11. Die Richtlinie trat am Tag ihrer Veröffentlichung, dem 28. März 2002, in Kraft. Nach ihrem Art. 16 sind die Mitgliedstaaten verpflichtet, die erforderlichen Rechts- und Verwaltungsvorschriften in Kraft zu setzen, um der Richtlinie bis zum 28. September 2003 nachzukommen. Außerdem müssen sie die Kommission unverzüglich über die erfolgte Umsetzung unterrichten.
B – Nationales Recht
12. Die Königliche Verordnung vom 14. April 2002 wurde im Moniteur belge vom 17. April 2002 veröffentlicht.

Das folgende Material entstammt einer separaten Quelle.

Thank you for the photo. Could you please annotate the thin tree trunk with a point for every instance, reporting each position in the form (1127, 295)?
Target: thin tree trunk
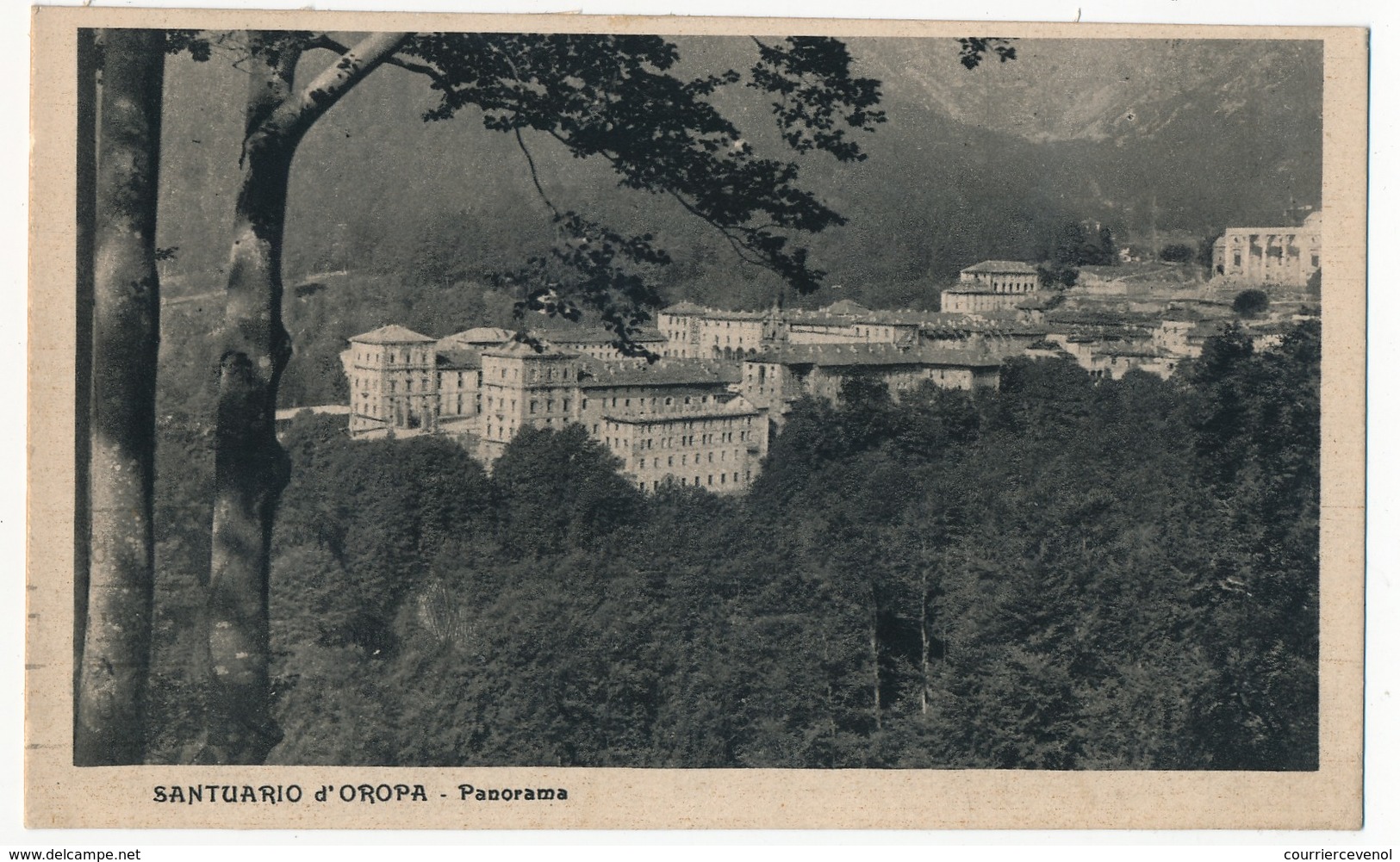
(923, 637)
(111, 710)
(250, 466)
(85, 194)
(875, 654)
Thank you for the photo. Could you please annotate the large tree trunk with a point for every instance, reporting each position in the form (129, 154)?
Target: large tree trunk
(85, 194)
(111, 709)
(250, 466)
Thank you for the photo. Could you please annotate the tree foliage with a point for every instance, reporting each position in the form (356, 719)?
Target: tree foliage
(1250, 302)
(1063, 574)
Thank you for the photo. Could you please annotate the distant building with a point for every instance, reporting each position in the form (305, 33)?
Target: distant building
(1001, 277)
(675, 420)
(392, 380)
(990, 286)
(705, 333)
(780, 376)
(598, 342)
(1269, 257)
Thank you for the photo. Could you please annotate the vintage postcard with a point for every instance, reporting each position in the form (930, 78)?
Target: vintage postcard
(551, 421)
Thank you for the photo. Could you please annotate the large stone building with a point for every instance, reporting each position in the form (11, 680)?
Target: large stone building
(675, 420)
(705, 333)
(990, 286)
(392, 380)
(1270, 257)
(777, 378)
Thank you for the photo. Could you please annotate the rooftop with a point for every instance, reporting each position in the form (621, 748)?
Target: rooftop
(835, 356)
(1003, 266)
(482, 335)
(594, 335)
(458, 357)
(392, 335)
(735, 406)
(663, 373)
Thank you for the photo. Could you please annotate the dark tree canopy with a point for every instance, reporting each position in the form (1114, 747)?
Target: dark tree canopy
(1250, 302)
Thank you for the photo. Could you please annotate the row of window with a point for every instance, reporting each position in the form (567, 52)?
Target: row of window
(395, 357)
(685, 459)
(685, 481)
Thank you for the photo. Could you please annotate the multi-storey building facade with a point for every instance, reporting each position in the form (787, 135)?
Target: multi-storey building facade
(706, 333)
(675, 420)
(990, 286)
(1270, 257)
(392, 380)
(780, 376)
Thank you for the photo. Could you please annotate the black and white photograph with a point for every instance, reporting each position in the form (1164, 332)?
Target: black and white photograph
(768, 402)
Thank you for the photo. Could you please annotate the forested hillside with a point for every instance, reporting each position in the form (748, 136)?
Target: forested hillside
(1061, 574)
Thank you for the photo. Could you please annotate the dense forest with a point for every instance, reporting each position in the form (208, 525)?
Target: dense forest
(1060, 574)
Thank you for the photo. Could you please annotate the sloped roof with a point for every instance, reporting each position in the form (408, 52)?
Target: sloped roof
(835, 356)
(482, 335)
(594, 335)
(1001, 266)
(458, 357)
(846, 307)
(664, 373)
(735, 406)
(717, 313)
(392, 335)
(521, 349)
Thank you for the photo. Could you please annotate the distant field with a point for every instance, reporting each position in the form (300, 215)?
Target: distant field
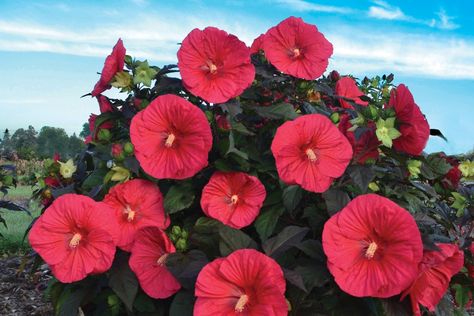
(17, 222)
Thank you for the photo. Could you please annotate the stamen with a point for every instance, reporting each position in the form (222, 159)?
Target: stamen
(169, 140)
(162, 260)
(234, 199)
(240, 306)
(296, 52)
(370, 252)
(311, 155)
(74, 242)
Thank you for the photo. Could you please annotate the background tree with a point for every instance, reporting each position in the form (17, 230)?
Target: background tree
(24, 142)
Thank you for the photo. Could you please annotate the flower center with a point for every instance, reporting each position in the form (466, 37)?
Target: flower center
(210, 66)
(74, 242)
(169, 140)
(311, 155)
(130, 214)
(162, 260)
(240, 306)
(234, 199)
(296, 53)
(370, 252)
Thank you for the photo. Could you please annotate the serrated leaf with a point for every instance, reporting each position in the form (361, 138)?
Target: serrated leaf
(179, 197)
(234, 239)
(267, 220)
(277, 111)
(289, 237)
(292, 196)
(335, 200)
(122, 280)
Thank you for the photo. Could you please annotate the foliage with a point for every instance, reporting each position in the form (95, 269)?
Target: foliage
(291, 221)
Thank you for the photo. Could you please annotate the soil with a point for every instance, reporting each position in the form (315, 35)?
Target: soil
(22, 292)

13. Art. 1 der belgischen Regelung sieht vor:
„Während der Nachtruhe von 23 bis 6 Uhr Ortszeit sind Flugbewegungen ziviler Unterschallstrahlflugzeuge nur dann erlaubt, wenn diese Flugzeuge Flüge in Reisekonfiguration … durchführen.“
14. Art. 2 bestimmt jedoch:
„Art. 1 ist nicht anwendbar
- 1. auf Flugzeuge, die belgisches Gebiet im Verlauf eines Fluges überfliegen, dessen Start- und Zielpunkt im Ausland liegen;
- 2. auf zivile Unterschallstrahlflugzeuge, die
- a) mit Triebwerken ausgestattet sind, deren Nebenstromverhältnis größer oder gleich drei ist, und die den Vorschriften des Anhangs 16 des Abkommens über die Internationale Zivilluftfahrt, dritte Ausgabe (Juli 1993), Band I Teil II Kapitel 3, oder strengeren Vorschriften entsprechen oder
- b) von Anfang an, d. h. ohne neu bescheinigt worden zu sein, den Vorschriften unter Buchst. a oder strengeren Vorschriften entsprechen.“
15. Nach Art. 3 der Königlichen Verordnung gilt diese unbeschadet der Vorschriften der Verordnung (EG) Nr. 925/1999.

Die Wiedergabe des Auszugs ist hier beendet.